The antitumor functions of bufadienolides might be asso-ciated with inhibition of cell proliferation [22], induction of apoptosis [23], disruption of the cell cycle [24], promotion of cell differentiation [25], and suppression of angiogenesis [26]. Among these stages, induction of apoptosis was a critical step for bufadienolides. Moreover, the mitochondria-mediated apoptosis pathway was important [19,27].

In the mitochondria-mediated apoptosis pathway, an apoptotic stimulus is followed by release of cyto-c from mitochondria into the cytosol. Following its release, cyto-c forms a complex in the cytoplasm, which then activates procaspase-9 and in turn activates procaspase-3 [28], leading to DNA fragmentation and triggering apoptosis [29]. Bufothionine could promote the release of cyto-c into the cytosol, with up-regulation of its protein expression. Moreover, caspase activity analyses demonstrated that caspase-3 was activated after cinobufacini treatment.

Bufothionine could up-regulate the expression of the pro-apoptotic protein Bax and down-regulate the expression of the anti-apoptotic protein Bcl-2. Members of the Bcl-2 protein family, such as Bax and Bcl-2, are the most prominent players in the mitochondria-mediated apoptosis pathway [30]. Bax is a pro-apoptotic protein [31], while Bcl-2 is an anti-apoptotic protein [32].

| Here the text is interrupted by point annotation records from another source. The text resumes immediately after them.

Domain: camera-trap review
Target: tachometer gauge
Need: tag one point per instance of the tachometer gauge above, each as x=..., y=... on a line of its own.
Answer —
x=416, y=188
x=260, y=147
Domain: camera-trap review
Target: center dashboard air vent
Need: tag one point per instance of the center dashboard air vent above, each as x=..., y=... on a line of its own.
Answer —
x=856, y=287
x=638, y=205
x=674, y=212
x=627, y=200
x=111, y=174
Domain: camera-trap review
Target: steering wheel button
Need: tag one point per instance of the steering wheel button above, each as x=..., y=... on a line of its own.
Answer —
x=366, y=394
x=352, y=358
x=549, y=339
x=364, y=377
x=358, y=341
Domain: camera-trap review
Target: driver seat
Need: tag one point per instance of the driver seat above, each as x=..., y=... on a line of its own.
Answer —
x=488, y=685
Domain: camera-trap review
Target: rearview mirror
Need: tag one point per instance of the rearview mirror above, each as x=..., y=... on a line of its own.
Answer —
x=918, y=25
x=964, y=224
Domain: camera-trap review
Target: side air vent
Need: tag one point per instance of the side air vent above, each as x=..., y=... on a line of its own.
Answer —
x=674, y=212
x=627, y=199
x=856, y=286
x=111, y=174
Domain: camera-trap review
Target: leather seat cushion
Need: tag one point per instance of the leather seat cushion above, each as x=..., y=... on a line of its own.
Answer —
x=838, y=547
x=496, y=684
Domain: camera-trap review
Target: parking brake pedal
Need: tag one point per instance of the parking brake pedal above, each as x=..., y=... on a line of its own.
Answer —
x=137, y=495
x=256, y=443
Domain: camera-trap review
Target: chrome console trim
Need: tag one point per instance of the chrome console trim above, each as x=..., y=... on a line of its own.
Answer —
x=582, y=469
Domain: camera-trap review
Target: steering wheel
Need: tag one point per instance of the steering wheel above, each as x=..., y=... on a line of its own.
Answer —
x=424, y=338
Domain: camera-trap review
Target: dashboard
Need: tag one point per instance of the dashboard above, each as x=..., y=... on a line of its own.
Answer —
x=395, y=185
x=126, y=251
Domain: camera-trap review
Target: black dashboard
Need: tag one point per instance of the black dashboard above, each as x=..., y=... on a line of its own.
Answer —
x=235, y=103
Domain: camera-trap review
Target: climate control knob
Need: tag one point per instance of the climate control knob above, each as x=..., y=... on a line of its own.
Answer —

The present study also indicated that bufothionine up-regulated the expression of p53. P53 is an important protein in cell apoptosis. Either loss or mutation of p53 leads to gain-of-function toward cell migration, invasion and metastasis [33].

Conclusion

Bufothionine induced the proteins for the mitochondria-mediated apoptosis that inhibits liver tumors and protects the liver against acute injury.